Internet Education and Interventions
As described in Chapter 6 on psychotherapeutic modalities, supportive psychosocial interventions have been developed for children with cancer and their parents to address high levels of stress at the time of diagnosis and throughout the course of treatment and recovery. The majority of psychosocial interventions are delivered in person; however, research on in-person interventions has been limited by relatively low rates of enrollment and low retention of parents and children (Peek and Melnyk 2010; Stehl et al. 2009). Barriers to research enrollment and traditional in-person interventions include participants’ feeling overwhelmed during the time of their child’s cancer treatment and being unwilling to commit the time necessary for structured interventions (Stehl et al. 2009). eHealth and mHealth may aid clinicians in providing evidence-based psychosocial intervention in more accessible formats through the course of treatment and survivorship. Please see Tables 20.1.
Internet Education and Coping Interventions
Diagnosis and Early Treatment
Pediatric Cancer Education
Providing children and caregivers with education about the child’s cancer diagnosis and planned medical regimen is a critical component in the care of children with cancer. Families are often overwhelmed at the time of diagnosis and unfamiliar with medical terminology, making initial patient and caregiver education difficult. Educational websites that compile relevant information on pediatric cancer may be able to address these concerns. As one example, the cooperative clinical trials of the Children’s Oncology Group, the world’s largest organization devoted to childhood and adolescent cancer research (www.childrensoncologygroup.org), makes medical information, research trials information, and information on coping with pediatric cancer available to patients and families. Other leading organizations such as the National Cancer Institute also distribute similar educational information (www.cancer.gov). There are dozens of other educational websites targeting parents and children or adolescents with cancer (Stinson et al. 2011). Unfortunately, the overall quality of many pediatric cancer educational websites is poor, with low desirability ratings and a reading level too high for most parents and adolescents to understand. Please see Table 20.3 and the Resources chapter 25 for a list of high-quality websites.

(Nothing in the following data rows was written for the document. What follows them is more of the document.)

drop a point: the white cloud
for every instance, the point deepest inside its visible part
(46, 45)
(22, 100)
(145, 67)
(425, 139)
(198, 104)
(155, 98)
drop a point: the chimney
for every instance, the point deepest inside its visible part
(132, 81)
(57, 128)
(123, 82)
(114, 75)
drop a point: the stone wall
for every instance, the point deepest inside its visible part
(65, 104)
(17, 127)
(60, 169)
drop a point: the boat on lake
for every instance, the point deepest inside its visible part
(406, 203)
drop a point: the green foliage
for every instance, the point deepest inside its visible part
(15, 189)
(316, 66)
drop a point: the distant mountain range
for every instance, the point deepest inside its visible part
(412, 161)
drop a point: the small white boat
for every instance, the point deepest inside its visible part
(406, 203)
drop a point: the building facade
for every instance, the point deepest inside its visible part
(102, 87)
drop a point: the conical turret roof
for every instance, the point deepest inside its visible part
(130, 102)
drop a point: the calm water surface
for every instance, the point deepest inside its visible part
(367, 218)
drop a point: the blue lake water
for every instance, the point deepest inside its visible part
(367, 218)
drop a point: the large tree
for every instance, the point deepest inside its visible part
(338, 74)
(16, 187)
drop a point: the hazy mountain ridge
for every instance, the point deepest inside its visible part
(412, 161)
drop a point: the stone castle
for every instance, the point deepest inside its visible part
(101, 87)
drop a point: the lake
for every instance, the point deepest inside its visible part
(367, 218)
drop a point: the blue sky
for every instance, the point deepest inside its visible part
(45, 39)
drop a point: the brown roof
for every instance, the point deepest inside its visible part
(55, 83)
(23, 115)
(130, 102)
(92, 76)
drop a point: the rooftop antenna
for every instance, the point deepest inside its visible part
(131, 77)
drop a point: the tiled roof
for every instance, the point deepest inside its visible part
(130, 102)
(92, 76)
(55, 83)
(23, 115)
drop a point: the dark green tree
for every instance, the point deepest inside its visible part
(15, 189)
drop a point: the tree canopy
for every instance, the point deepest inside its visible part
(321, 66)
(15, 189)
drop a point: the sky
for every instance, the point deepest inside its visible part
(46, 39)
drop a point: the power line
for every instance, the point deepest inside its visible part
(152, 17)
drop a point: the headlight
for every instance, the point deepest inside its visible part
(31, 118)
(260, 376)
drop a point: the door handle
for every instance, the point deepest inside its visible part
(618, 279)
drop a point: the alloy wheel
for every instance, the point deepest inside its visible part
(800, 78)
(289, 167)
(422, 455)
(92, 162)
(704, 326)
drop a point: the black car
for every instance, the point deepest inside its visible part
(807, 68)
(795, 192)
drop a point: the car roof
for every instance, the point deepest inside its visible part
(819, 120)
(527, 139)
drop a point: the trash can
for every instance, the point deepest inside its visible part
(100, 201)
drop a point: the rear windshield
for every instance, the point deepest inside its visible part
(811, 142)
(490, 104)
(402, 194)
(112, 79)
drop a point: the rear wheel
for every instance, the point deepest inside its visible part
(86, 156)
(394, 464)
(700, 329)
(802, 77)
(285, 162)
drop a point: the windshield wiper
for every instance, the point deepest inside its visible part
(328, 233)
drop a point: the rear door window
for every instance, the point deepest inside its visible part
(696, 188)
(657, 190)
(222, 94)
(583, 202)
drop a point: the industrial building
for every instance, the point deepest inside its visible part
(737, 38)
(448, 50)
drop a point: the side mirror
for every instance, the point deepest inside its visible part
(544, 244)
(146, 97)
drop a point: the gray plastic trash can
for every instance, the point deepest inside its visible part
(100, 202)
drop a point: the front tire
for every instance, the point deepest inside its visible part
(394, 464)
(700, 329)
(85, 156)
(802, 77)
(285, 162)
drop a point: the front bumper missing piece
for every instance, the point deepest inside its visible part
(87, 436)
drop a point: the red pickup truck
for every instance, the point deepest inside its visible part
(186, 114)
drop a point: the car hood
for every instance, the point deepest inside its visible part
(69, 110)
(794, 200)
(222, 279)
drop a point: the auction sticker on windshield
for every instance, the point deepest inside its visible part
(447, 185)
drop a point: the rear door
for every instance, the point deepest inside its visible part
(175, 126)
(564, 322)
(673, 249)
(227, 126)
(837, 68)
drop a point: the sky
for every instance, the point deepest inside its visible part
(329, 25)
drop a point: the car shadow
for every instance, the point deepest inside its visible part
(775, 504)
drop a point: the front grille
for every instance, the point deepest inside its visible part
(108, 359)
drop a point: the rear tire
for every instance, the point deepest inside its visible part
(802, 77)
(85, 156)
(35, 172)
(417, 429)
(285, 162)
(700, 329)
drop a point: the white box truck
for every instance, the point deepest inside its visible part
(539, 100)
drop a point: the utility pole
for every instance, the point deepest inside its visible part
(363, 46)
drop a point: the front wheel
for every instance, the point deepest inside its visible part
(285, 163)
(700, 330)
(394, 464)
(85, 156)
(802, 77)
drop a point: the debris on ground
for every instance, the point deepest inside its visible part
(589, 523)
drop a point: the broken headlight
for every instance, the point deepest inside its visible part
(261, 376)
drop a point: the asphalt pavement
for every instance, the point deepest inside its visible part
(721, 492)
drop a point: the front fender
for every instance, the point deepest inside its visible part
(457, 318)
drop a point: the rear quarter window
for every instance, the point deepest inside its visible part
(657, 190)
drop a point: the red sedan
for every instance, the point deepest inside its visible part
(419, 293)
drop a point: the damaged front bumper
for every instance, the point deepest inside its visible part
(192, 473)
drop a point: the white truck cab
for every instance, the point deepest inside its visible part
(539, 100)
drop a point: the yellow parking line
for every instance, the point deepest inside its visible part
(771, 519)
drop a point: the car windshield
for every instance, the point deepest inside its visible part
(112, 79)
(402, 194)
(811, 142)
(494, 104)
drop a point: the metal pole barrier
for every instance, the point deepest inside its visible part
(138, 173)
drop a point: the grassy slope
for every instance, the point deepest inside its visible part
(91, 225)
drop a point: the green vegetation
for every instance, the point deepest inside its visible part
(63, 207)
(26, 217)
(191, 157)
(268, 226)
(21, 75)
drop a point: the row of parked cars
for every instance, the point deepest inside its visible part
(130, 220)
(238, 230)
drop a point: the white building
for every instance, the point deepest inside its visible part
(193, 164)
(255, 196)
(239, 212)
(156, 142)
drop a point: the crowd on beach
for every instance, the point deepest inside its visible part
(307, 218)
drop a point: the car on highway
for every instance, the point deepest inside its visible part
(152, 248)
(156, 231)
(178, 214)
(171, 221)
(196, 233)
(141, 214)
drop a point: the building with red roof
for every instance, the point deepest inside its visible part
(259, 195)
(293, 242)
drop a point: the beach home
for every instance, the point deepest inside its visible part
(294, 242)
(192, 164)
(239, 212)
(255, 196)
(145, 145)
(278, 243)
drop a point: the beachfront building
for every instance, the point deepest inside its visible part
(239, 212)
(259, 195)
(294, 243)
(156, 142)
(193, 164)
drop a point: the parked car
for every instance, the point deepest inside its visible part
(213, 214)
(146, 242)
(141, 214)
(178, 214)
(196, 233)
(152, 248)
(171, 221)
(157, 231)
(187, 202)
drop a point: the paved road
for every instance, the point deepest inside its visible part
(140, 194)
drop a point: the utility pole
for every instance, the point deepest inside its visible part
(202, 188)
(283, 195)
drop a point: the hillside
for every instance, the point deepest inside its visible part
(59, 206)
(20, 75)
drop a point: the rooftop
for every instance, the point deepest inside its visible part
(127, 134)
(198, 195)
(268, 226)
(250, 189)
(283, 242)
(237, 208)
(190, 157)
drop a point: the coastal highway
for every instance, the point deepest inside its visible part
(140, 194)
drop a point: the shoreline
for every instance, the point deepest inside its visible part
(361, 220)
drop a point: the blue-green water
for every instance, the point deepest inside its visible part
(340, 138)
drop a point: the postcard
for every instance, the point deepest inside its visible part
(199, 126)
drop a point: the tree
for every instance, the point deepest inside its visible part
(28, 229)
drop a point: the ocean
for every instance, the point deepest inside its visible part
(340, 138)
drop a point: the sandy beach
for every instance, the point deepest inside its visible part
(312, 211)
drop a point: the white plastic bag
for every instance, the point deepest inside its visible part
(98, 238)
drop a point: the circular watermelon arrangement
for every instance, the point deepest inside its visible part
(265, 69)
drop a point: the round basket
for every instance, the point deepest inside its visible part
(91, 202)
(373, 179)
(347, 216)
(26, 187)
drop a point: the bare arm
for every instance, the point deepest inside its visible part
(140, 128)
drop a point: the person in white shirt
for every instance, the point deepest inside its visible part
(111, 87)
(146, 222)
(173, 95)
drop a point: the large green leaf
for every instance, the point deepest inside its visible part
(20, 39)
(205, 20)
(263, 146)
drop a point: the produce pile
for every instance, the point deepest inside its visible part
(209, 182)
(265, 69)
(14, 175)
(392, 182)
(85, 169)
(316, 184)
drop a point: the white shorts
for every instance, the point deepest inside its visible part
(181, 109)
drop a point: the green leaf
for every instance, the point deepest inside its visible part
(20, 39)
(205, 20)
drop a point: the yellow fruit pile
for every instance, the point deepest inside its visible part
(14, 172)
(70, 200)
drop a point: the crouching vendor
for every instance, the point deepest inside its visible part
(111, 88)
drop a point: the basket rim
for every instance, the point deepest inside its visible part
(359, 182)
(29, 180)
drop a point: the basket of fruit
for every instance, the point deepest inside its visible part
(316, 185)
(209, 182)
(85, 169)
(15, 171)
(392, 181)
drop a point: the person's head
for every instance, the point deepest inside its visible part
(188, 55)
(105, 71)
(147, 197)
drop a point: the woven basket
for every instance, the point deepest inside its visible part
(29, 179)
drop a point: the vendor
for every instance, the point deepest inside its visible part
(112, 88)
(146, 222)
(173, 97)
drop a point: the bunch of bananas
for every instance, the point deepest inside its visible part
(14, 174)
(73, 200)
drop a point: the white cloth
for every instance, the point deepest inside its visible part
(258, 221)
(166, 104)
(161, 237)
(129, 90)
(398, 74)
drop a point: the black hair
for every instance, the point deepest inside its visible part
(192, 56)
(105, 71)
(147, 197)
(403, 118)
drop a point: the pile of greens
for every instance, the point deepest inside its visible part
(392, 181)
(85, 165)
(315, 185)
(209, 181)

Several evidence-based web educational programs have been developed and evaluated by medical professionals and researchers. Earlier studies utilized CD-ROM technology to disseminate evidence-based programs and demonstrated good acceptability of these programs (Goodenough and Cohn 2004; Jones et al. 2010). More recent studies have turned to web-based programs. One group evaluated the favorability and impact on quality of life of a web-based educational and support intervention for families of children with cancer (Sigurdardottir et al. 2014). In this study, all participants (15 mothers, 12 fathers, and 11 children) rated the new website as favorable overall and mothers reported slightly improved cancer communication after the intervention as compared with baseline. Another study that evaluated the usability of a bilingual (English and French) Internet-based self-management program for adolescents with cancer and their parents found that the information presented on the website was appropriate, credible, and relevant (Stinson et al. 2014). Participants reported that having the program would have been extremely helpful when they were first diagnosed with cancer.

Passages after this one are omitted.